Risk Update

IG and Records Risk — Data Retention Policy Management, Matter Mobility, Client File Transfers, and Information Governance

Implementing Law Firm Data Retention Policies Is Getting Harder” —

  • “In recent years, firms’ ability to securely store data has turned into a multi-front battle. As many firms now face tighter budgets, coupled with bigger threats of breaches, proliferating data privacy laws and growing regulators’ scrutiny, putting in place thorough data retention policies is becoming vital.”
  • “But while more firms are dedicating the resources needed to draft these policies, the road to actual implementation is still long way away, with experts noting that many are just beginning to embark on it.”
  • “‘A lot of very complicated things are going on within a law firm, just by the nature of the client base that they have and the nature of litigation being between a day or two to five or six years of potential information,’ said Dave Ruel, head of product at Hanzo. He added, ‘I think it’s just difficult for them to put any kind of retention policy in place and try to adhere to that because it would almost be matter by matter.'”
  • “In fact, the road to implementation can be long and bumpy for many reasons. For many firms, getting the buy-in from an organization’s stakeholders, as well as the budget and resources to undertake the data mapping process, is often intimidating.”
  • “Of course, the burden of setting up thorough retention policies isn’t falling evenly on all the firms or organizations. ‘A smaller to a midsized law firm that retains data in maybe a client communication portal, a secure cloud archive and a complex system is going to have a much easier time creating a data map and data retention policy than, say, a corporation that has order histories, credit card processing, customer service reports, their internal files, their HR files,’ Miller noted.”
  • “And those firms and organizations that span across countries—and their respective, sometimes conflicting, data privacy laws—face additional headaches.”
  • “‘When you’re a multinational, you also have to deal with different retention policies,’ Ruel noted, adding ‘you can’t do a one-size-fits-all retention policy for many companies. It just doesn’t work.'”

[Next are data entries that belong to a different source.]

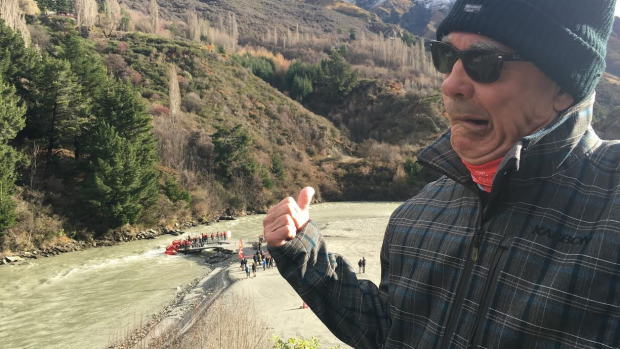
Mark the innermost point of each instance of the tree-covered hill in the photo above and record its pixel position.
(137, 115)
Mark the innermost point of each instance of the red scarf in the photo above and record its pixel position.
(483, 174)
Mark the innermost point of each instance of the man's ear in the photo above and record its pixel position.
(562, 100)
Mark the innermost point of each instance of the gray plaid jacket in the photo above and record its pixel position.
(537, 267)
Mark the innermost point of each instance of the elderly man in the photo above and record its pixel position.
(518, 244)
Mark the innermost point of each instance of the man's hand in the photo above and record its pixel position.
(287, 217)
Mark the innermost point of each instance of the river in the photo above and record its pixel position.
(88, 298)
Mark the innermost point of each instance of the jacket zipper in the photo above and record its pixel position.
(501, 254)
(472, 257)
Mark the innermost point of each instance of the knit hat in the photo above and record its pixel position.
(566, 39)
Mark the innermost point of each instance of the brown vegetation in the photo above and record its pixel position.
(232, 323)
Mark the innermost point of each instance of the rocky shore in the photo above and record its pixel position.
(115, 238)
(198, 293)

Streamlining your firm’s handling of matter mobility” —

  • “But how do you ensure that offboarding and onboarding are performed as efficiently and compliantly as possible? The answer is that firms should develop policies, systems, processes and procedures for both.”
  • “The first rule of offboarding, which should be enshrined in policy, is that the firm does not take action until it receives proper notification from the client of its intention to move.”
  • “Thereafter, the first process is to make sure the client does not owe the firm money. You must then gather all the client’s records and data, which might be held in a number of places and formats. Senior members of the firm must then review the materials for transfer.”
  • “The key tasks are removing anything commercially sensitive, as well as anything that might embarrass the firm – like derogatory remarks and bad language. You will also need to copy anything that could be needed to defend a potential future action against the firm by the departing client.”
  • “The firm needs rules and processes around who, at what level, makes these decisions and enacts them. And records must be kept of all the decisions and actions taken.”
  • “Thereafter, firms receiving data have an equal need of policies and processes. They should ensure that anything received is held in an interim location before ingestion into the firm’s systems, so that conflict and regulatory checks can happen.”
  • “To optimise the efficiency of all this activity, firms should institute the right governance measures, procedures and controls, and embrace all the available opportunities for automation.”